Emmanuel se releva pesamment de la mare où il était tombé, renonça à s’essuyer le visage, et s’avança vers Cassiopée, aussi mouillé qu’un poisson fraîchement péché. Il éternua, une fois, deux fois, et s’approcha de sa belle.
— Tu as les yeux brillants, tu dois avoir de la fièvre…, lui dit-elle sur un ton compatissant. Comment te sens-tu ?
Elle lui prit la main, et y déposa un baiser.
— Auprès de toi ? Forcément en pleine forme, pourquoi ?
Elle ne put s’empêcher de sourire, tandis que dans la jungle se dispersaient les échos de l’orage. Bientôt, il n’y eut plus que la pluie, et par-dessous un mystérieux silence, plus profond que la nuit. Et c’est là, dans la boue et l’obscurité, au milieu des animaux, qu’elle s’offrit à lui.
Ils se dévêtirent lentement, à cause de leurs habits gonflés de pluie. C’était une pluie d’une chaleur intense, presque étouffante. En touchant le sol, elle se muait en nappes de brouillard, dans lesquelles ils plongèrent. Cassiopée souriait, invitant sur son corps nu le corps nu d’Emmanuel, ouvrant les jambes pour l’accueillir en elle.

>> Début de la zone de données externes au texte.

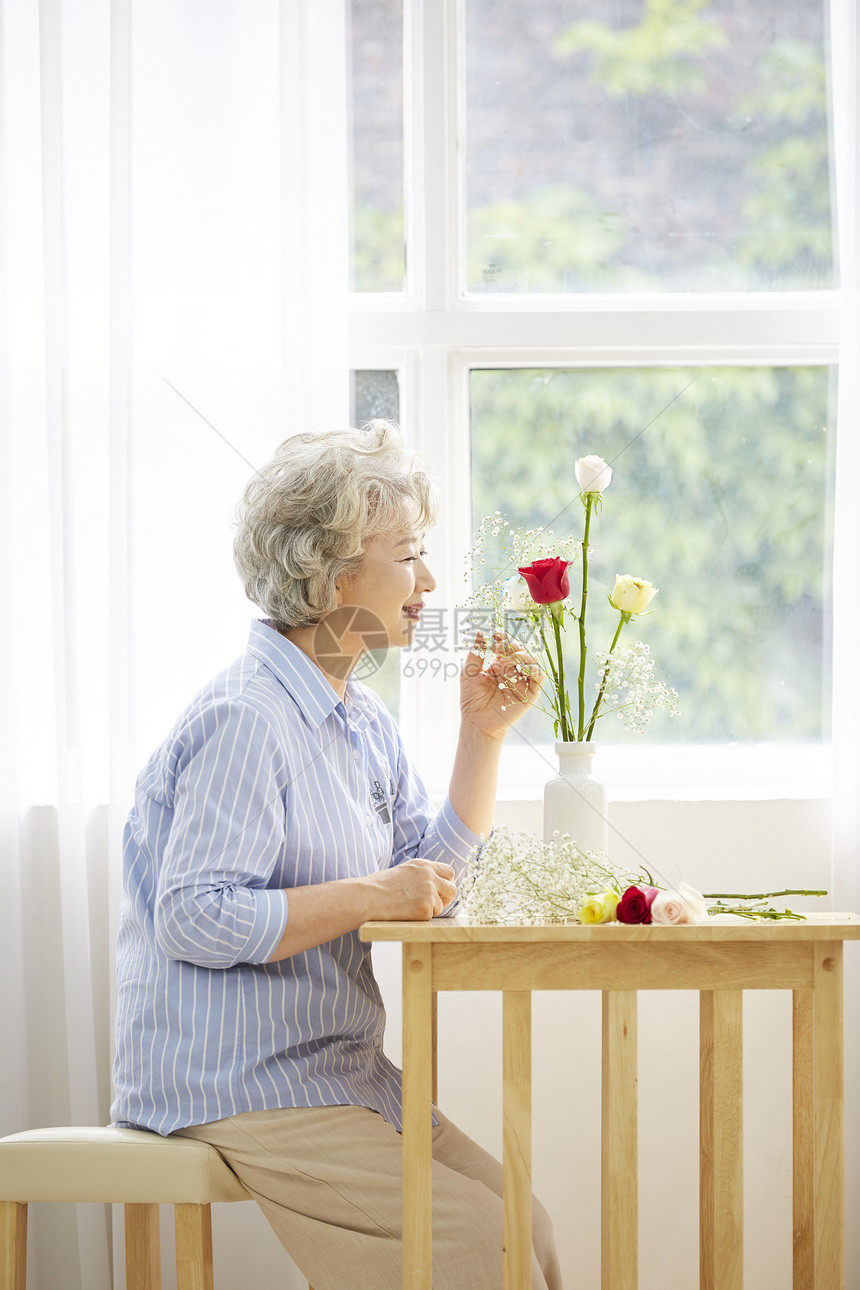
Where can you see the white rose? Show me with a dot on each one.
(685, 906)
(632, 595)
(592, 474)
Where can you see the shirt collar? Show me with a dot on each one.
(303, 680)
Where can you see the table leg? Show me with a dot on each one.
(803, 1138)
(721, 1148)
(828, 1119)
(516, 1066)
(619, 1146)
(418, 1146)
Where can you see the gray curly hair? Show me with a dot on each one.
(304, 516)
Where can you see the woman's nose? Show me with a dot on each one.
(424, 579)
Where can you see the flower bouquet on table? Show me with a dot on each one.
(534, 605)
(516, 877)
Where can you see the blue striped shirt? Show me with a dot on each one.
(267, 781)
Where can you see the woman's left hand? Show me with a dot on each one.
(494, 695)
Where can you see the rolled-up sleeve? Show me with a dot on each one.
(213, 903)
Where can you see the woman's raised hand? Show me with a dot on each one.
(498, 690)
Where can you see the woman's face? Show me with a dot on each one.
(391, 583)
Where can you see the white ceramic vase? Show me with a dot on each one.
(575, 803)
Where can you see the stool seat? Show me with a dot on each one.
(128, 1166)
(114, 1165)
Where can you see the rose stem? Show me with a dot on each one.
(754, 895)
(565, 729)
(558, 694)
(605, 676)
(580, 684)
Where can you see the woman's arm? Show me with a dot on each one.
(493, 697)
(322, 911)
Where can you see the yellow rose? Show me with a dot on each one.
(632, 595)
(598, 908)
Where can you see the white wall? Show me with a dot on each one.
(714, 845)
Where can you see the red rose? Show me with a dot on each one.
(547, 579)
(636, 904)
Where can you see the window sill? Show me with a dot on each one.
(753, 772)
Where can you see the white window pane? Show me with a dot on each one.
(722, 501)
(647, 146)
(375, 54)
(375, 396)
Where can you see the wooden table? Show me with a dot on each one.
(720, 960)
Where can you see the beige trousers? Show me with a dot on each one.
(328, 1179)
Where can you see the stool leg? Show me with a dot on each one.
(13, 1245)
(142, 1248)
(194, 1248)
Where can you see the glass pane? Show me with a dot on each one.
(647, 145)
(375, 396)
(721, 497)
(375, 50)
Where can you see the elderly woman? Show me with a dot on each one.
(279, 814)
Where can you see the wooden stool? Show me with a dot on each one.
(127, 1166)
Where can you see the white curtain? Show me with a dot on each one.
(163, 306)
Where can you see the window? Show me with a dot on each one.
(620, 238)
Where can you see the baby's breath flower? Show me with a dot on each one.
(516, 877)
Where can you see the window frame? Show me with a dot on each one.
(435, 334)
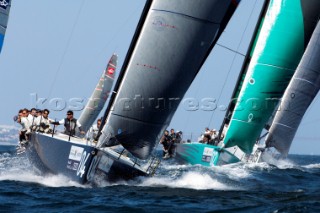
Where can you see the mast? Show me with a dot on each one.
(303, 88)
(244, 68)
(286, 30)
(4, 17)
(125, 64)
(99, 96)
(174, 40)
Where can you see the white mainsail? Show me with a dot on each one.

Elle souriait, heureuse comme jamais. L’homme qui venait en elle, et dont elle sentait le rude poids sur sa poitrine, cet homme qui lui embrassait les seins, la gorge et le visage à pleine bouche, cet homme était le sien – celui pour qui elle était née ; celui pour qui elle avait fait ce long voyage. Ce n’était pas sa tante qu’elle était venue chercher. Ni même les Enfers, ni même son père. C’était…
— Emmanuel !
Le plaisir la saisit de façon si brutale qu’elle cessa de penser, s’abandonnant à son amant et à la terre contre laquelle il la prenait. Ils firent l’amour lentement, passionnément, savourant chaque instant de leur tendre complicité comme si c’était la dernière fois qu’ils s’unissaient.

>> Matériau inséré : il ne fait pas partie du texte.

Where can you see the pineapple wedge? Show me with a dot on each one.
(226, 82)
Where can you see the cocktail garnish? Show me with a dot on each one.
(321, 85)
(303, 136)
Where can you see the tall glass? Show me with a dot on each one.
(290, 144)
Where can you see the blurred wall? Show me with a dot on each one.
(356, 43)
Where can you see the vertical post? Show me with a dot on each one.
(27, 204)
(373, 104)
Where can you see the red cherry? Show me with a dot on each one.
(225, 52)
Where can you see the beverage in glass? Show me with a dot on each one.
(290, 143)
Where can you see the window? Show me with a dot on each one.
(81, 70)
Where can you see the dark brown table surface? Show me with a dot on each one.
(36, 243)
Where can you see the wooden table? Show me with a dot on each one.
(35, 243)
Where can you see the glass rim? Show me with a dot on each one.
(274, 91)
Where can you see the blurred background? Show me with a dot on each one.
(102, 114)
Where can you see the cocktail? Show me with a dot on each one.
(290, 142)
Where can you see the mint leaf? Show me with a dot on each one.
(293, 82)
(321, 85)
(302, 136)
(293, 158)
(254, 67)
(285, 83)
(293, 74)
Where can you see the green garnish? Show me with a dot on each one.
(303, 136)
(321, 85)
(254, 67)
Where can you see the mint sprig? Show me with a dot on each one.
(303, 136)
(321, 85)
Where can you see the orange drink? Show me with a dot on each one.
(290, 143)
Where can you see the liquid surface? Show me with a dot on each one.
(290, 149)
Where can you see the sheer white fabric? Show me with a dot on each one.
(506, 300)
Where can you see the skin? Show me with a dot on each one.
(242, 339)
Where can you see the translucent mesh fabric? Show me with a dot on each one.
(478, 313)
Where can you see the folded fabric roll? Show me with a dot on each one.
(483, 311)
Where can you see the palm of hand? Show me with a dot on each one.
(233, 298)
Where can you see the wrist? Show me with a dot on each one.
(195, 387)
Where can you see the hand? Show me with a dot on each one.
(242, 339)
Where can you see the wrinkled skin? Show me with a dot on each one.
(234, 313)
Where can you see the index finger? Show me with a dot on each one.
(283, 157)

Puis Emmanuel plaqua ses deux mains dans la boue et s’abattit sur Cassiopée, tel un ange endormi. Elle laissa le plaisir l’envahir, passa la main dans les cheveux de son amant, tout en l’embrassant fougueusement. Elle n’avait nulle envie de bouger, chair et boue, brume et eau. Elle avait l’impression d’avoir enfin trouvé son foyer, sa raison d’être.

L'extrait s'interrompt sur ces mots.